All of this I think speaks well of our general philosophy on Epitaph – make the tools easier to use and the game will get better as a result just because sometimes the main thing stopping people adding in flavour and polish is that there are obstacles in the way.

Our quest system allows us to add a quest to an NPC by a single function call, and set them up as the hand in for a quest accordingly. Doing this layers an NPC with all kinds of extra flavour which gets folded in from the data files. Nobody needs to fiddle around with the code to make this happen – it all happens for free because our infrastructure has been designed with that in mind. It makes our game more consistent, and more immersive. As a result of the lowered barriers to participation, it also has the natural side effect of making people more creative as less of their effort is spend on the ‘how’ and more is spent on the ‘what’.

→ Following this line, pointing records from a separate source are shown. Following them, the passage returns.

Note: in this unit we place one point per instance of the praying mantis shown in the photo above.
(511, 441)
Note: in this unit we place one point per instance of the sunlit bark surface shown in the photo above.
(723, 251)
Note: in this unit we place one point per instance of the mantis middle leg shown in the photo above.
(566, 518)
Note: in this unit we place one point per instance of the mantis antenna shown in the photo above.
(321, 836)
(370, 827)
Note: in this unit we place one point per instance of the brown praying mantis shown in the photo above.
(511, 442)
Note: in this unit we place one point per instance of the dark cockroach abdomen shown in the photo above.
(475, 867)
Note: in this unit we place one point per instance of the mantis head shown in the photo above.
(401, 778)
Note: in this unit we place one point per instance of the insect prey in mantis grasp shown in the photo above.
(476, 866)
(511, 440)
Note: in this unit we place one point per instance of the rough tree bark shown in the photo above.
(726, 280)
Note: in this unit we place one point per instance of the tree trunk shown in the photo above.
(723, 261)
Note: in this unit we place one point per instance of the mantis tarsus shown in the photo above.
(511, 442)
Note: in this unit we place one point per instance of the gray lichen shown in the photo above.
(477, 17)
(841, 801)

[1] It’s also a lot more ‘user friendly’ that letting people find an interesting looking puzzle in the game but refusing to let them play with it until they have found what NPC is responsible for giving out the quest. We could give hints to that in the puzzles I suppose, but then I’m not sure how saying ‘Go see Stabby Joe about this puzzle, accept the quest, then come back here to complete it’ is great design either.
[2] Check out my older, now deprecated, LPC for Dummies which is available on the Discworld website. It’s really beyond awful. That is, the add_respond_to_with system is beyond awful, not my LPC for Dummies. Or, for that matter, the Discworld website but I don’t really care if you find that awful or not. Make your own mind up. Why are you bothering me with this? Leave me alone. God dammit, just go away.